If you were paying attention, both of the Chiefs’ fourth-quarter touchdowns, from deep in the red zone, came on passes near the pylon where the receiver was WIIIIIIDE OPEN. How did that happen?

It happened because of a wrinkle that exploited defenders in man coverage taking for granted something that has been occurring the same way for decades. What is that? A wide out who goes in motion toward the line of scrimmage pre-snap will continue in that same direction (Newton’s—Cam Newton’s— 2nd Law of Thermodynamics). Except that on both of those plays the player in motion reversed direction as soon as the ball was snapped.

As the Eagle were in man coverage, as that receiver heads toward midfield, or away from the sideline, the responsibility for coverage usually switches from a corner to the linebacker. Then the ball is snapped and he’s already headed back toward the sideline he had come from. In the confusion, the defenders lose him. And he’s wide open for a TD.

While this play may predate my personal memory, I first saw this ploy attempted—and with similar success—in the BYU-Notre Dame game in Las Vegas last October. The Cougars deployed it in the first quarter and scored an easy six. I recalled thinking that 1) I’ve never seen anyone try that and 2) that was a weird time to pull out that trick; I’d have saved it for a last-minute situation or a must-have two-point conversion.

Anyway, it worked. Two weeks later Notre Dame copied it—Tommy Rees was taking notes—in a game at home. I believe it was on a fourth down play in the first quarter. The Irish were successful, but it did not go for a TD. If some team used this play before BYU did, I’m not aware of it. But it is genius. Because it’s curious wrinkle of a part of the game most of us had just come to take for granted.

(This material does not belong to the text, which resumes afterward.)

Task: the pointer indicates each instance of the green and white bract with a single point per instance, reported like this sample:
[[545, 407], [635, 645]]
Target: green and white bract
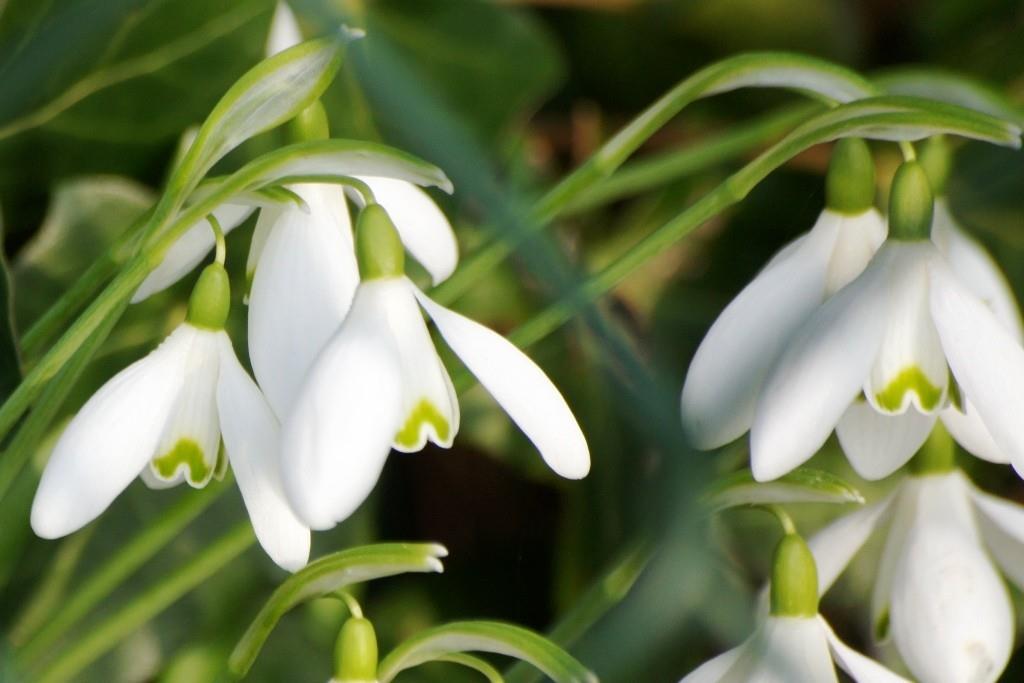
[[894, 335], [729, 368], [937, 592], [379, 383], [163, 418], [784, 649]]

Why does all of this matter on a larger scale? Because everyone losing their minds on the holding call that sealed K.C.’s victory is failing to notice that the Chiefs tried the same ploy yet again. If you click the “Watch on YouTube” above, you’ll see that JuJu Smith-Schuster is in motion, yet again, toward the interior of the field. While his about-face is not as abrupt—SS continues toward midfield after the snap for two steps—he does once again, as with the previous two TDs, do a 180 and head toward the sideline.

This time the Philly defender, James Bradberry, becomes aware of it just in time to make a desperation move and grab SS’s jersey with his right hand. The original Fox replay showed the play further along, and from the wrong angle. Greg Olsen focused on Bradberry’s left hand, not his right. It was left to Kevin Burkhardt to point out that they needed to review the play from a few seconds earlier.

Tough call. Correct call. An anticlimactic finish to an otherwise exciting game. But it was the right call and the “let ’em play” crowd needs to return to their sandboxes.

Dollar Quiz

  1. What is the capital of Paraguay?
  2. Name three Alfred Hitchcock films in which at least a couple of scenes are staged on a train.
  3. Who was the first Super Bowl starting quarterback to not eventually land in the Pro Football Hall of Fame?
  4. What company had the largest market capitalization (market cap) in 2022?
  5. The world’s tallest building is found in what country?